Use this file to discover all available pages before exploring further.

What is the ETL framework in Atoti?

The ETL framework in Atoti is available in the Java SDK and provides a built-in mechanism for extracting, transforming, and loading data from external sources into its in-memory datastore. It uses components such as Sources, Channels, and Tuple Publishers to manage data ingestion and transformation efficiently. In contrast, the Atoti Python SDK does not include an ETL framework. Data extraction and transformation are performed using Python tools like pandas before loading the data into an Atoti session.

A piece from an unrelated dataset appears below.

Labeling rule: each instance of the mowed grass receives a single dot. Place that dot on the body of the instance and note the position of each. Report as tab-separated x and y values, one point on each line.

How does the ETL pipeline work in Atoti?

The ETL pipeline for Atoti Java SDK follows a structured process:
  • Extract: Data is retrieved from various sources such as files, databases, or external APIs.
  • Transform: Business logic, enrichment, and data cleaning are applied.
  • Load: Transformed data is inserted into Atoti’s datastore for fast analytical queries.
This pipeline supports real-time updates and ensures consistency across analytical views.

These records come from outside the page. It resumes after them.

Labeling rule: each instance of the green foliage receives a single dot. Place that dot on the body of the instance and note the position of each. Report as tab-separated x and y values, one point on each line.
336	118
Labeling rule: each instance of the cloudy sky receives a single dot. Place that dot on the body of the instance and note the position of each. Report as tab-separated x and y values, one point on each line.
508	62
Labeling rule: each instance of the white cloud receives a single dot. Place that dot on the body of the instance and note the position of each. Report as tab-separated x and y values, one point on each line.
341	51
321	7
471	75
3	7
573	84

What is the extraction step?

Extraction involves retrieving data from external sources and converting it into an in-memory format suitable for loading into the datastore.

Supported source types

Atoti supports the following data sources:
  • CSV files: Parsed using Atoti’s built-in CSV parser.
  • Parquet files: Parsed using Atoti’s columnar data parser.
  • JDBC databases: Data is extracted using a JDBC driver and query.
  • Cloud storage: CSV and Parquet files can be extracted from:
    • Amazon S3
    • Microsoft Azure Blob Storage
    • Google Cloud Storage
The Cloud Source API provides a unified interface for accessing remote files, including authentication and access logic.

In-memory sources

Some sources can bypass the extraction step and interact directly with the transaction manager:
  • Message brokers (e.g. Kafka)
  • In-memory objects (e.g. Arrow table)
These sources are already structured and do not require parsing or transformation before loading.

Extraction components

Atoti models extraction using:
  • Topics: Represent a path to a specific collection of data (e.g., file, directory, or database query).
  • Sources: Manage how data is loaded; either as a one-time operation or as a continuous stream.
  • Channels: Route data from sources to specific stores in the datastore.
Datastore ETL components

What is the transformation step?

Transformation modifies or enriches data before it is loaded into the datastore. This ensures the data is clean, consistent, and ready for analysis.

Transformation mechanisms

Atoti provides two main mechanisms:
  • Tuple publishers: Manage how data is processed before loading. They can:
    • Filter records
    • Stream data in batches or row-by-row
    • Control transaction behavior
  • Column calculators: Modify or enrich data during ingestion.
    Built-in calculators include:
    • Constant value insertion
    • Line index tracking
    • File metadata (e.g., file name, path)
    • Empty value insertion
Custom calculators are built to answer specific needs. For example, using a numerical date to extract a written month: 12/12/29 becomes December. These tools help annotate data with useful metadata or generate unique identifiers. Find out how to work with tuple publishers and column calculators with Atoti Java SDK. For the Atoti Python SDK, data extraction and transformation are performed using Python tools.